- Born: c. 1841 Ather, Ireland
- Died: 1901 New York City
- Burial place: East DeKalb Cemetery, De Kalb Junction, New York
- Military career
- Allegiance: United States
- Branch: United States Army Union Army
- Service years: 1861 - 1865
- Rank: First Lieutenant
- Unit: 6th New York Cavalry Regiment
- Conflicts: American Civil War • Battle of Cedar Creek
- Awards: Medal of Honor

= Thomas M. Wells =

Irish-born Union Army soldier and officer

Thomas McCoy Wells (c. 1841 - February 5, 1901) was an Irish born Union Army soldier and officer during the American Civil War. He received the Medal of Honor for gallantry during the Battle of Cedar Creek fought near Middletown, Virginia on October 19, 1864. The battle was the decisive engagement of Major General Philip Sheridan's Valley Campaigns of 1864 and was the largest battle fought in the Shenandoah Valley.

Wells enlisted in the Army from De Kalb, New York in November 1861, and was assigned to the 6th New York Cavalry Regiment. He was commissioned as a second lieutenant in January 1865, and promoted to first lieutenant the following May. Wells was transferred to the 2nd Provisional NY Cavalry in June 1865, and mustered out with this regiment the following August.

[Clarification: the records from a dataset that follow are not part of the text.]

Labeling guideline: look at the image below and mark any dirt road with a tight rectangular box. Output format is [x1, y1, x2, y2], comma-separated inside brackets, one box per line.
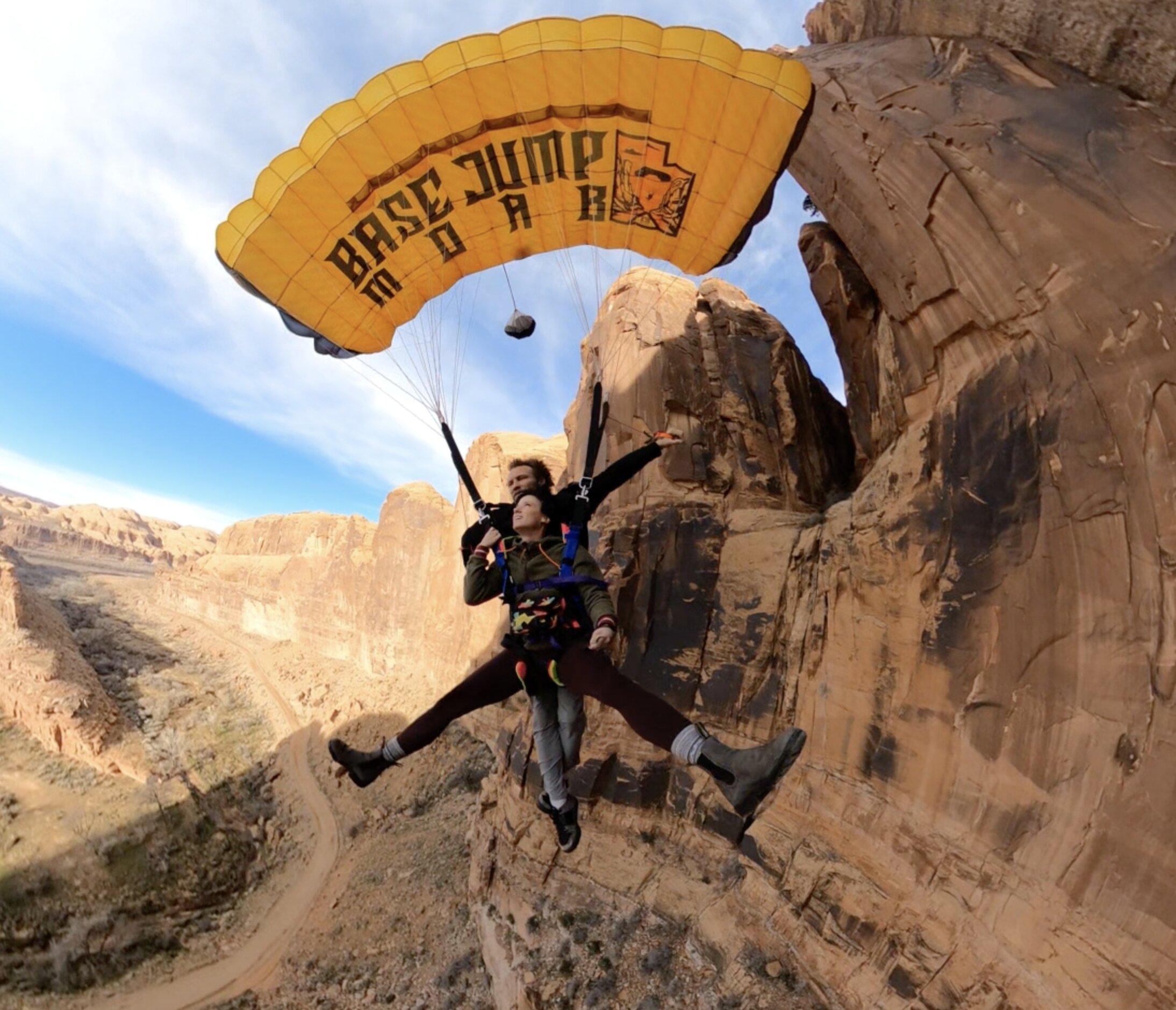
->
[93, 603, 340, 1010]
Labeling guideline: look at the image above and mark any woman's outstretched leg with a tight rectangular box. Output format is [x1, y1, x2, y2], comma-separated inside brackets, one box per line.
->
[556, 644, 806, 816]
[327, 653, 522, 789]
[556, 644, 690, 750]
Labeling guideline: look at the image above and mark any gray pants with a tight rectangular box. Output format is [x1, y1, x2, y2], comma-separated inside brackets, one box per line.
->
[530, 684, 587, 809]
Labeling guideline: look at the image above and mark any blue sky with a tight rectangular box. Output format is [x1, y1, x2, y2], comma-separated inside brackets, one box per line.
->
[0, 0, 842, 528]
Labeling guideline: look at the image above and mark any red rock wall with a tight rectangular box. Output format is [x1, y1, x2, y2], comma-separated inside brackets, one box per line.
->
[0, 547, 146, 780]
[471, 25, 1176, 1008]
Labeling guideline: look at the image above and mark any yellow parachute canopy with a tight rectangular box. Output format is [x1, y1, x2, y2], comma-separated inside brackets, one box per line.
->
[217, 15, 813, 353]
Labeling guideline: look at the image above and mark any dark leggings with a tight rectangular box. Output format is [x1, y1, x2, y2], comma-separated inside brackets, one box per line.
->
[396, 643, 690, 754]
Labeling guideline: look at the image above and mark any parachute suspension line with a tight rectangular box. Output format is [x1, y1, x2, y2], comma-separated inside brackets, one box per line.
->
[501, 263, 519, 311]
[496, 68, 589, 333]
[449, 273, 482, 420]
[347, 359, 442, 428]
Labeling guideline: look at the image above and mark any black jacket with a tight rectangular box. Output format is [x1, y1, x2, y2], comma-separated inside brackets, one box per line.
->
[461, 442, 661, 561]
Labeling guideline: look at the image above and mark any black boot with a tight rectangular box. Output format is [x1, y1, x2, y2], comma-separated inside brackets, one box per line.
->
[699, 727, 806, 817]
[327, 736, 396, 789]
[536, 792, 580, 853]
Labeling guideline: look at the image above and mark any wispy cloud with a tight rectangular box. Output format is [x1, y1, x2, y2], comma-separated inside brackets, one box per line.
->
[0, 0, 828, 504]
[0, 448, 241, 532]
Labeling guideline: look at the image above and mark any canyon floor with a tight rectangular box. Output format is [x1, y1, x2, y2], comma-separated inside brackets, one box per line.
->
[0, 554, 815, 1010]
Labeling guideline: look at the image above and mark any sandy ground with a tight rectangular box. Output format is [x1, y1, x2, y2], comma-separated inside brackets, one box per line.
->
[0, 557, 492, 1010]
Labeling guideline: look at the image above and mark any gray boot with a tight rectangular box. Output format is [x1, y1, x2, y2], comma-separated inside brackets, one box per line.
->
[697, 727, 806, 817]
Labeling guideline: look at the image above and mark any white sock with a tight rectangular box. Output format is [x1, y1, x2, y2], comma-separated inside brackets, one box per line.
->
[669, 722, 707, 764]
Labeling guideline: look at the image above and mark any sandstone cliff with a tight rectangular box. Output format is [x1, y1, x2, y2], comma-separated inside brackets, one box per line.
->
[0, 546, 146, 778]
[159, 432, 565, 716]
[0, 494, 217, 574]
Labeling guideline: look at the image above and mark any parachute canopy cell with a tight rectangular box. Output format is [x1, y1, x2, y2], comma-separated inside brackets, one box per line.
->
[217, 15, 813, 353]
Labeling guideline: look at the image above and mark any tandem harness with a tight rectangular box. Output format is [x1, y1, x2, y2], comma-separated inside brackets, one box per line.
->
[441, 382, 608, 653]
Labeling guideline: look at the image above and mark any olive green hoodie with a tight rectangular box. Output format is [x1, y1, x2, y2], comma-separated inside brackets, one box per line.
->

==Medal of Honor citation==
"The President of the United States of America, in the name of Congress, takes pleasure in presenting the Medal of Honor to Chief Bugler Thomas McCoy Wells, United States Army, for extraordinary heroism on 19 October 1864, while serving with 6th New York Cavalry, in action at Cedar Creek, Virginia, for capture of colors of 44th Georgia Infantry (Confederate States of America)."